I've been thinking about this a lot lately: what do characters look like.
A brief Twitter conversation during the MTV Movie Awards on Sunday night helped put some more depth around this. I know, I know, you're going, seriously? A Twitter conversation? But please, just follow me here.
For those of you who may have been living under a rock for the last 8 months or so, Twilight was big. The movie. Well, the books too, but we're not talking about those right now. So here's how the conversation went down:
My Tweet:
Is it just me or is Robert Pattinson not nearly as articulate as we'd all like him to be? Either that or he's REALLY good @ being awkward...
ElanaJ:
@windyaphayrath I concur. Eloquent, he is not.
AmandaBonilla:
@windyaphayrath RP is not articulate at all! Maybe it's a chemically induced stupor ;)
Me:
@ElanaJ appreciate the support on that. Now must duck and cover from Team Edward, as they hunt down all those w/negative R.Patt thoughts.
ElanaJ:
@windyaphayrath I'm on Team Edward. Just not Team Pattinson. Team book. Not Team movie. Yanno?
AmandaBonilla:
@ElanaJ Team book all the way!
Me:
@ElanaJ I'm glad you can separate Edward from Rob, cuz a lot of peeps out there can't and those are the scary ones.

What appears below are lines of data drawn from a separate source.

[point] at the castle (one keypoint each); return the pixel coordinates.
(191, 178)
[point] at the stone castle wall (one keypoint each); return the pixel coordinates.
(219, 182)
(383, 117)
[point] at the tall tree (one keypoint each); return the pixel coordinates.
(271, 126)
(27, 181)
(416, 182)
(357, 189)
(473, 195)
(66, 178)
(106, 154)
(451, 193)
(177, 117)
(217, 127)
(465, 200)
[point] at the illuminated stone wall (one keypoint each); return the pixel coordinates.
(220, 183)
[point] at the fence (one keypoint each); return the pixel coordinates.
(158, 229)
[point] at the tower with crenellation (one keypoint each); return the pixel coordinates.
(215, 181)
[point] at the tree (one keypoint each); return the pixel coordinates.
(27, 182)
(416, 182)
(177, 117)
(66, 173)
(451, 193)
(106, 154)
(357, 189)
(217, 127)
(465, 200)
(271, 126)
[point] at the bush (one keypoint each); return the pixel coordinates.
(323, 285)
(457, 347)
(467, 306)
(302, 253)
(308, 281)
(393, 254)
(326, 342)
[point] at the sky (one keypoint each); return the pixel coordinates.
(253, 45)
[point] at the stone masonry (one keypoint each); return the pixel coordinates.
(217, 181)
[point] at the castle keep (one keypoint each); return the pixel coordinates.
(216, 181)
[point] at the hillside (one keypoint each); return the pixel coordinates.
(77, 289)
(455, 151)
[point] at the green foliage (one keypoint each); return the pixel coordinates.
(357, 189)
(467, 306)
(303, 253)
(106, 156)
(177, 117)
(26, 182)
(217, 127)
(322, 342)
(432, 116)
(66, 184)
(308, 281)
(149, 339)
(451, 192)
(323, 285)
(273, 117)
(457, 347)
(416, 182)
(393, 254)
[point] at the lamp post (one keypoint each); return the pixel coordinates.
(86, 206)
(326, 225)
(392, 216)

And yes, those are the scary ones, but I digress.
The point of this post: how do you see your characters, and I don't mean their personality.
How many of us, while reading Twilight, saw Rob Pattinson-yanno, Cedric Diggory from Harry Potter? Probably not many of us.
With that, how to convey what you see in your head to your readers?
Okay, so this may be part 2 of the post, but I'm no where closer to an answer than I was in part 1 or part 1.5.
Just throwing out my thoughts, I guess. Feedback welcome. Encouraged. Begged for.
Have a great Tuesday!
1 comment:
True I do cast my own characters when I read. It's so fun like a personalized movie.